VT: I'm glad you didn't. So your show is tomorrow right?
Hima: Yes.

VT: Your last one was somewhat legendary. What can we expect?
Hima: You ever seen that movie New Jack City? It's like that kind of.

VT: Does that mean we can expect a lot of naked bitches and crack? Will Judd Nelson and Ice-T be there?
Hima: Judd Nelson will. Fuck Ice-T.

VT: Good answer. You have a new track called Shorty Says. I hear its based on a song by a certain YW writer. Yes?
Hima: Yeah. Well we did this joint where we talked about looking like Davendra Bahart and the fat guy from Chromeo - what's his name? - and then I heard NSR's (The Stratatician's) joint about looking like Adrian Brody which was stuck in my head for like 2 weeks so we wanted to expand on that idea. After doing it Victor and I were thinking about how it's kind of ambiguous. Like, are we talking about the same girl a la R. Kelly & Usher's hit collaboration "same girl"? Is it about the stereotype of the white who think all asian people look alike, or all latinos, or all etc.? I don't really know..

VT: P-Thugg is the dudes name. You are one of my best dressed friends. Any tips for the less fashionable readership about what to wear in the spring?
Hima: We talking about fools with guap or no guap?

VT: Talk about with guap, it is more interesting.
Hima: I mean, right now shit is popping off with fall lines for 2009. Though in general, I dig on stuff Lanvin does, SNS Herning's sweaters, Kris Van Aassch high tops, bags by Billy Kirk & a Brand Apart, stuff Krane does, Band of Outsiders, Public School, Guiliano Fjiwara, Common Projects sneakers. I tend to wear a lot of Mishka also. I don't know why specifically, but I like what they do.

VT: Where do you shop?
Hima: The internet a lot.

VT: Is there anything else you want to talk about?
Hima: I don't know. Jordan Fish is making a video for Chicken & Meat, and I write a blog (Gordon Gartrelle). Swizz Beatz is the best producer, rapper, and rapper/producer ever. That's it.

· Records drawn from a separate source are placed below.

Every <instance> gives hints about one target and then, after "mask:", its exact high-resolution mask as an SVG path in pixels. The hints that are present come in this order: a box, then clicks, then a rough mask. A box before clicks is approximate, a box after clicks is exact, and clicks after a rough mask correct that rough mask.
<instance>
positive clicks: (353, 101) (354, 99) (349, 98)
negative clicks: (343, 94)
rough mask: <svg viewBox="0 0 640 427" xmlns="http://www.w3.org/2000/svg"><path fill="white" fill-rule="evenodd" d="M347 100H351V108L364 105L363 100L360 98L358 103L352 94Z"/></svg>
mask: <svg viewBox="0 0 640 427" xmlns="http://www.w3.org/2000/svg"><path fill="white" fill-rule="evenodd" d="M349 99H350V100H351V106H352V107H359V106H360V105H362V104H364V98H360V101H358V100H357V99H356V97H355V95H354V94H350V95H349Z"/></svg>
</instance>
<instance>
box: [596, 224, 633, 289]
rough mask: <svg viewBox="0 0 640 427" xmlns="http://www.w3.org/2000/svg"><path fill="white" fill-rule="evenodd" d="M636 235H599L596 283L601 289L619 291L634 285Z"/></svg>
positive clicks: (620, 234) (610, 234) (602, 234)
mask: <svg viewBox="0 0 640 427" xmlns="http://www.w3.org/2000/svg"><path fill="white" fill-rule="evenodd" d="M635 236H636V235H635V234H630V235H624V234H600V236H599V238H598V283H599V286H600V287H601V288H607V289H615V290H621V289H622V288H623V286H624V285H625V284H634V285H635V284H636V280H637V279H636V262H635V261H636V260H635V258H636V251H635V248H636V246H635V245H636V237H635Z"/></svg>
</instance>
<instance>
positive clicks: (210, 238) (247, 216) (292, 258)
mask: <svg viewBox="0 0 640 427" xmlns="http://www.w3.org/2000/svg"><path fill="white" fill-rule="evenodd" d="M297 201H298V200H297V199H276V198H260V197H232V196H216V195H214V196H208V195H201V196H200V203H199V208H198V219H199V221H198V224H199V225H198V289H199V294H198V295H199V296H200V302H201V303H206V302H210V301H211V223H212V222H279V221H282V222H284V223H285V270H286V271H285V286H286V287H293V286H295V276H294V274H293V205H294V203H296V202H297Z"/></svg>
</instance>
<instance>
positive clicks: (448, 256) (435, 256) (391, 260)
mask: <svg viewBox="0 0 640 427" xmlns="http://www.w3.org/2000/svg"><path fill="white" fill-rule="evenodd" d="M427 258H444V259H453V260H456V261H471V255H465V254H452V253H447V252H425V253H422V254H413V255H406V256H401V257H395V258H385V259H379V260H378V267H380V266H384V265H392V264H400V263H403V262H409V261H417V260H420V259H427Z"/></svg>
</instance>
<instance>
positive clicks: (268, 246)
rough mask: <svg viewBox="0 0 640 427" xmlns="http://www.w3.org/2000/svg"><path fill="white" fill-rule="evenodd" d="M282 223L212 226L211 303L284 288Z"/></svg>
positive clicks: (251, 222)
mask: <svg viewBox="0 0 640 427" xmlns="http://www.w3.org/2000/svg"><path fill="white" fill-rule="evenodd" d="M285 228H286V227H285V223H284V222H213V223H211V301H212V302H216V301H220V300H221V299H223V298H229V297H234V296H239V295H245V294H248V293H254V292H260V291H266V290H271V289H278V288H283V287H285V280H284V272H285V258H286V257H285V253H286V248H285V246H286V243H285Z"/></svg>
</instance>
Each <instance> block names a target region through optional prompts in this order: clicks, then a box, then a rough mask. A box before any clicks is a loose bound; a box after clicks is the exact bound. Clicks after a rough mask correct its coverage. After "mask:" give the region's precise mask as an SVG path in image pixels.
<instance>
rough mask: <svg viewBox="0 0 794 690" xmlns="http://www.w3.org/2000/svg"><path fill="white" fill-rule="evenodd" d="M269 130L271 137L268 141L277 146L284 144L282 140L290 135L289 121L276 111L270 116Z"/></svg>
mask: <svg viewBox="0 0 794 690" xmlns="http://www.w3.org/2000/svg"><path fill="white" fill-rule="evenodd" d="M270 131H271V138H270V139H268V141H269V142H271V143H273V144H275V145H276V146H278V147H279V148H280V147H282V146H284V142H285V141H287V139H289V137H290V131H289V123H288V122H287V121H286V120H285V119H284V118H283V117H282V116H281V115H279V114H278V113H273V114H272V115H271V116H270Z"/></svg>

VT: Cool...oh, I almost forgot. Are there any celebrities that you want to say fuck you to?
Hima: Hahaha. Maybe just Asher Roth. YOU KNOW WHAT YOU DID DUDE... and Vince Offer from the ShamWow ads

VT: Yeah, I hate that guy too.
Hima: Robin Williams, Dinesh D'Souza

VT: Who?
Hima: Dinesh D'Souza. HE KNOWS WHAT HE DID.

VT: I don't though.
Hima: He's on some model minority bullshit. I ain't down with that. (Long pause as he presumably takes an introspective drag of a Marlboro Mild.) That's all I have to say.

VT: I sincerely doubt that.

**Comeback at four for the YW pregame playlist, it is going to be a good one.

2 comments:

Hima said...

no no noooo --- model minority bullshit as in, he's a neo-con type dude who's all about if the asians can make guap the blacks and latinos can too but don't due to their own inability to do so. so im not down with that.

Anonymous said...

wtf Hima? I don't get it, are you drunk? or am I?